Mostly for the worse.

The lesson that one must suffer the consequences of one's own actions – made explicit near the end, as Harry is delivered back to Mab by the angel Uriel – is not the only thing at work in the book.  Death itself changes Harry – or, rather, the experience of being dead forces him to grow.  Nice, eh?

So ... no bearing on the series?

Unable to effect change through direct action, the dead Harry is forced to learn more about his enemies before acting.  The fact that Harry had no power to immediately obliterate the gunmen at Murphy's house meant that he had to follow them ... learning as he did that they had problems of their own that needed solving.  Harry's biggest change may be this:  he learned that he could get a lot more done by thinking and talking than he could by laying waste to enemies at the first sign of conflict.

The result?  Harry has a new ally, Fitz (and maybe Fitz' gang).  He has a new and very powerful enemy in Evil Bob.  Harry has hacked off his longtime ally Karrin Murphy, whom he kept in the dark while he aided those who shot up her house (and guests, and neighbors).  Perhaps worst, he's destroyed the life of his apprentice, Molly Carpenter.  Harry has some serious problems to fix – overhanging issues that will have direct bearing on his relationship with all the characters in Ghost Story, and his own driving motivations for the entire future of the series.  Jim Butcher's Ghost Story doesn't just mature the character, and add new characters, it adds whole new problems to fix.

And they are doozies.

Conclusion
IO9 has it right:  Butcher's stories – including Ghost Story – are "bone deep" satisfying.  Does the climax of Ghost Story hit you the same way as the climax of Changes?  Ha!  How could it?  In Changes, Harry was selling his soul (he thought) for the power to commit a genocide (as it turned out).  And was murdered just before his first date with the leading lady his readers had been dying for him to date (ba-da-bump!).  Just awful!  How can you write a worse fate than that?  So no, Ghost Story doesn't raise the stakes or excitement from Changes, but if you find a book that does you are commanded to post its title in the comments because I need to read it.  I'm betting it's a rough hunt for books with such bang.

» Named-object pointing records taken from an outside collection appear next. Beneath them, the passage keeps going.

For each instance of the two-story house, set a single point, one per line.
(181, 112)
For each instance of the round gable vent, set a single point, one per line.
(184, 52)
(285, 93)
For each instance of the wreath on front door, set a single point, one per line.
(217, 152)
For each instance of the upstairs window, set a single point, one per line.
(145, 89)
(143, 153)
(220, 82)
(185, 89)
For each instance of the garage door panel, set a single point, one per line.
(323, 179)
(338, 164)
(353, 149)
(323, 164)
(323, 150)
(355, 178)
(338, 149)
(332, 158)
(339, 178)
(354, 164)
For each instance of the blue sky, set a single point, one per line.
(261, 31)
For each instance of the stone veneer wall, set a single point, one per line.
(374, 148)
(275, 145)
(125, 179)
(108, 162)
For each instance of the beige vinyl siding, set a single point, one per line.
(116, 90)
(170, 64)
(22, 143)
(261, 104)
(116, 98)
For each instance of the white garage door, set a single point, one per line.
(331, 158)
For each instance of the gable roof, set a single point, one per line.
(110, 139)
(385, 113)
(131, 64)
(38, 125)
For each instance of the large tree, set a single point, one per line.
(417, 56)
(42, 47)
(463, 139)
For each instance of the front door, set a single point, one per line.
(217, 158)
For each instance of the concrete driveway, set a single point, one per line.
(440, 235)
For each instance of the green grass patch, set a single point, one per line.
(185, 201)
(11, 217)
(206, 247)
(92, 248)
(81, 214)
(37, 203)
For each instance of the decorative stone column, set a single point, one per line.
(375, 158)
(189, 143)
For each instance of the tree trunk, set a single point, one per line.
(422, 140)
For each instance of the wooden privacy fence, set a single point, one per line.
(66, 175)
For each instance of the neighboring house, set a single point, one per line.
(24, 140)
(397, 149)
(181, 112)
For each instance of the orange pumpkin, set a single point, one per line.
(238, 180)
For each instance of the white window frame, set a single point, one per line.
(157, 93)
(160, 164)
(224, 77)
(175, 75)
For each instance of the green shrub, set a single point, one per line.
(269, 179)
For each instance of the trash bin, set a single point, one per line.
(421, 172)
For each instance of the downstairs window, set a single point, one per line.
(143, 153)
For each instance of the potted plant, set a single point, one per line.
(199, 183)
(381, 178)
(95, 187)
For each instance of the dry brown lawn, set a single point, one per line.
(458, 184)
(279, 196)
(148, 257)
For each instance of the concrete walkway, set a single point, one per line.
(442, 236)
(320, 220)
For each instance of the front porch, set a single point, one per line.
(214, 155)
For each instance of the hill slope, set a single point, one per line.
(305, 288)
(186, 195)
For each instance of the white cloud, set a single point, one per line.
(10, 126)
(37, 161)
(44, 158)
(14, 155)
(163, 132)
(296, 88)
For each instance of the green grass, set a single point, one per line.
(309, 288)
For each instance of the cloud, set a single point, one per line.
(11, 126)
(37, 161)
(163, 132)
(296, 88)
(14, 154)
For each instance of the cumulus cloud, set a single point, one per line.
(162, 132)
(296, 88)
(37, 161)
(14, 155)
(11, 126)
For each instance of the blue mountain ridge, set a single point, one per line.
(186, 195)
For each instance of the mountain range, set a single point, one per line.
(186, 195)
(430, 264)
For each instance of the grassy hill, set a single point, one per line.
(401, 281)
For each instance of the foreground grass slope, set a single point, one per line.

But wait:  without Ghost Story, would you understand just what the stakes were in Changes?  Ghost Story is not just the denouement of Changes:  it is its other half, revealing what Harry hid from himself, and what he hadn't taken the time to see.  Without Ghost Story, Changes was an exciting adventure in which, having lost his earlier love to the vampire war, he was robbed of new girl in the last act.  In Ghost Story, Changes is re-cast as a tragedy in the classic sense:  Harry's noble virtue is also his fatal flaw, the instrument of his destruction.  (And this isn't fixed at the end:  his relationship with Karrin Murphy can't just be dusted off and picked up from here.  Harry's screwed it royally.)  Without the reveals in Ghost Story, readers would never appreciate the bite of Changes.  TheMad Hatter says this could be coughed up as back-story in another book, but I disagree.  Imagine Changes being re-cast in the light depicted above not by Harry, learning it the hard way, but by some laughing villain in a book about another problem:  nowhere near as satisfying as seeing Harry put it together while trying to save his apprentice from a miserable death only possible because he'd abandoned her through suicide to the tender mercies of the Wardens, the Winter faeries, and the new crop of monsters in Chicago.

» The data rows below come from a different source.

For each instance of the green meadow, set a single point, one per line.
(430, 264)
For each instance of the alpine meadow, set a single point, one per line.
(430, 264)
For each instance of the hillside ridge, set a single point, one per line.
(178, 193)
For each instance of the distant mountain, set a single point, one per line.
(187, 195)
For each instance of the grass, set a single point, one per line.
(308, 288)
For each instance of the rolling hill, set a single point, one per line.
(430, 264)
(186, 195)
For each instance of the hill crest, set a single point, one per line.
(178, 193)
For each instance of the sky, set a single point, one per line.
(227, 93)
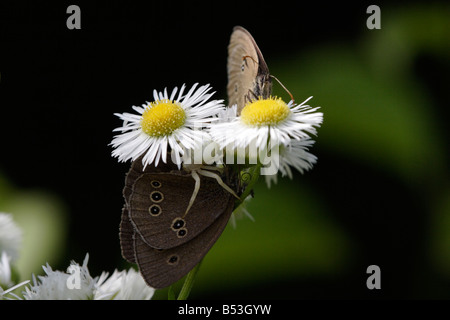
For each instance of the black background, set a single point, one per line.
(59, 89)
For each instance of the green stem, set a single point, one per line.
(255, 173)
(188, 283)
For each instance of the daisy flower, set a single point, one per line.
(268, 122)
(75, 284)
(169, 123)
(123, 285)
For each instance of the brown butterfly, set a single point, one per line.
(157, 233)
(248, 74)
(164, 229)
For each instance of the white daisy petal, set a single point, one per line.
(175, 124)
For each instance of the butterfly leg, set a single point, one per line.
(219, 180)
(195, 192)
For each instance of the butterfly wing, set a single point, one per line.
(158, 205)
(161, 268)
(248, 74)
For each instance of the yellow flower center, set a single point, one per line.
(264, 112)
(162, 118)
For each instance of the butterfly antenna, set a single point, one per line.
(245, 57)
(292, 97)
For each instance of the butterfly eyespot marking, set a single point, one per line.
(182, 233)
(155, 210)
(156, 196)
(172, 260)
(177, 224)
(156, 184)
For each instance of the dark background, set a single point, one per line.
(59, 89)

Ghost Story is a worthy successor to The Dresden Files' legacy of solid novels enjoyable not just at first pass but on re-read.  Ghost Story isn't a cheap stunt.  It's not a shark-jump.  Ghost Story offers something that is hard to imagine offering otherwise:  experience to give a hot-headed Harry the perspective to speak carefully and act with deliberation as required to survive and succeed in his new role as the knight of the Queen of Air and Darkness when the curtain opens on Cold Days.

(And it could add whole other new problems, and motivate whole new classes of solutions I'll not speculate on lest Jim Butcher stumble here.  Hi, Jim!)